On 15/03/2020 18:17, tyson andre wrote:
If this feature freed variables when going out of scope,
it would be compiled more like the following (if there were multiple lets):

JavaScript doesn't have destructors, but PHP does, which makes the 
implementation a tiny bit more complex.

```
try {
     $x = new Foo();
     $otherLet = new Other();
     $x->bar();
} finally {
     // try/finally is useful if unset($otherLet) could throw from __destruct
     try {
         unset($otherLet);
     } finally {
         unset($x);
     }
}
somethingElse();
```


I'm still not 100% clear why all this would be necessary. Do you know how the equivalent code works with function-scoped variables? As far as I can see, returning from a function will successfully call multiple destructors even if one of them throws an exception.

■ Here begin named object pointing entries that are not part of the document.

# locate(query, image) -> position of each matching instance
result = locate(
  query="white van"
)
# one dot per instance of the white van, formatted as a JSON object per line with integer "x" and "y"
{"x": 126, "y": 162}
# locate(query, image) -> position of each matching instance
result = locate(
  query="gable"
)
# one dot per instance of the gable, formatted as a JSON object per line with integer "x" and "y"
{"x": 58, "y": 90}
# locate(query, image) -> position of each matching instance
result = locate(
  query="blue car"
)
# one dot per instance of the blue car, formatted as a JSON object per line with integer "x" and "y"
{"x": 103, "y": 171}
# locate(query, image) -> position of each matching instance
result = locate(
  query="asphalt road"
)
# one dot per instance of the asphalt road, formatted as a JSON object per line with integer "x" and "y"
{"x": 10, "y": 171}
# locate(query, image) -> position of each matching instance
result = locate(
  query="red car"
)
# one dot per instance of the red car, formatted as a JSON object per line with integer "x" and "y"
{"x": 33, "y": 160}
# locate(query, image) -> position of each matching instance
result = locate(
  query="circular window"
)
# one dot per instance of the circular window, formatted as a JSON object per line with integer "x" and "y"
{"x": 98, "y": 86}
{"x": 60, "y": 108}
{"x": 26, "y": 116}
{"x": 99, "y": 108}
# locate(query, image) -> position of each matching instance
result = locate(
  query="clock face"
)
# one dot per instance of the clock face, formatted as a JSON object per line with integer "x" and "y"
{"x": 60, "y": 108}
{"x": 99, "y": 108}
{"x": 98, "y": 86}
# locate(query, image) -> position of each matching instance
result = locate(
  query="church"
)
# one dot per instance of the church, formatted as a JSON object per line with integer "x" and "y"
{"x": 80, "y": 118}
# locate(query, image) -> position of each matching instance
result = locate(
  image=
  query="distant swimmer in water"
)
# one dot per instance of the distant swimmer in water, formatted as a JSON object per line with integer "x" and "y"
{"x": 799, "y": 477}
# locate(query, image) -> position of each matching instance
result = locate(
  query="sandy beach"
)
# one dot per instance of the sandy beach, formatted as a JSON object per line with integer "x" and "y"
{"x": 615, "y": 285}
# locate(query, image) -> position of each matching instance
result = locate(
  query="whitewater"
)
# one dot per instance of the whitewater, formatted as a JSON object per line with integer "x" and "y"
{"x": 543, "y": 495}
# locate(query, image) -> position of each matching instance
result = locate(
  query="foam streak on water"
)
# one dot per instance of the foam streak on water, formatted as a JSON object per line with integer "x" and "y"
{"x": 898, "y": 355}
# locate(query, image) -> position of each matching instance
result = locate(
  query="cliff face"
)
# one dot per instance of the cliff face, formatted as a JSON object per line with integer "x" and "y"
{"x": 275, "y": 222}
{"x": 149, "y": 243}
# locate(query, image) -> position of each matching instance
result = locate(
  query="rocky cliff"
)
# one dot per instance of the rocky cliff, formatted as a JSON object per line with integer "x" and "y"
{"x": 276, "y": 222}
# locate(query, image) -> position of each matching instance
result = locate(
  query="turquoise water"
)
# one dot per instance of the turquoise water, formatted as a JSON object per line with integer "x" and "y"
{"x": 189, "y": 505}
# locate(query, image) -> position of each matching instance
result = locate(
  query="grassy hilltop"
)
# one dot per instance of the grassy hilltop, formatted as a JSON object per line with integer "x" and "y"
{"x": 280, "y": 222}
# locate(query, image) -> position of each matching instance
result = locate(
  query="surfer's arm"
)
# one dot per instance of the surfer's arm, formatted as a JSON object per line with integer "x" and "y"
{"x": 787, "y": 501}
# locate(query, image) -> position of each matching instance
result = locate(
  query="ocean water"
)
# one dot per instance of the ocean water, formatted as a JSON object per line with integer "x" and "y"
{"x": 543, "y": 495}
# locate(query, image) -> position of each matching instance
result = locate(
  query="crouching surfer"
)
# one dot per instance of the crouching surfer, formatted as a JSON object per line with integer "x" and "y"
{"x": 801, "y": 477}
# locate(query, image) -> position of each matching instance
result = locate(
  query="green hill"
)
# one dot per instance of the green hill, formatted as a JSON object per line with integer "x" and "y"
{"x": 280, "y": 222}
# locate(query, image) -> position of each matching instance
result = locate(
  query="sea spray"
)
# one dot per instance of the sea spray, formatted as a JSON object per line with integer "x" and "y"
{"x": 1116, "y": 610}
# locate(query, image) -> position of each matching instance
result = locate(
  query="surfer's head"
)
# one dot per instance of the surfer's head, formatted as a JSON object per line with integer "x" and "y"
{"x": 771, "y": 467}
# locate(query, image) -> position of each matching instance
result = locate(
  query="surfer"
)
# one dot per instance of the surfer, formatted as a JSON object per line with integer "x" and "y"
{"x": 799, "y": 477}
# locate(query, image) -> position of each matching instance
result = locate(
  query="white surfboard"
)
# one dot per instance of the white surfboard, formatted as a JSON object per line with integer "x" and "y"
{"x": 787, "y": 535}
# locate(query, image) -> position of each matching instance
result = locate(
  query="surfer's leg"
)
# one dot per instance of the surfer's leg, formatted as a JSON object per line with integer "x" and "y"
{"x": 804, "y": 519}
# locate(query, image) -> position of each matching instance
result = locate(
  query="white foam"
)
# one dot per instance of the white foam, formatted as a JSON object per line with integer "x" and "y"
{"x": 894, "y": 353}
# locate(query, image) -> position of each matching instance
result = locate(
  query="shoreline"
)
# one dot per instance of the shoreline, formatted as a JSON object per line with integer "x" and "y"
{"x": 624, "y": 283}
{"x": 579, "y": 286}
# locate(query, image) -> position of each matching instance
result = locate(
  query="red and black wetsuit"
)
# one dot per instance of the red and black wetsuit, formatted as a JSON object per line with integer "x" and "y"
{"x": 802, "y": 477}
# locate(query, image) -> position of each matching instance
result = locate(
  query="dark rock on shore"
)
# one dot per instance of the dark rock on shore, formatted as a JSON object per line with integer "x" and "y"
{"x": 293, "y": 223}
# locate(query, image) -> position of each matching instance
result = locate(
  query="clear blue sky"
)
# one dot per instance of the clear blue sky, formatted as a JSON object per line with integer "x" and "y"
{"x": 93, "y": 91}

Could exiting block scope use that same algorithm?

Having the variable become inaccessible but not actually deallocated seems like it would cause a lot of confusion.

For instance:

{
    let $fh1 = fopen('/tmp/foo', 'wb');
    flock($fh1);
    fwrite($fh1, 'Hello World');
    // no fclose(), but $fh1 has fallen out of scope, which would normally close it
}
{
    let $fh2 = fopen('/tmp/foo', 'wb');
    flock($fh2, LOCK_EX); // won't obtain lock, because $fh1 is still open, but no longer accessible
}

Regards,

--
Rowan Tommins (né Collins)
[IMSoP]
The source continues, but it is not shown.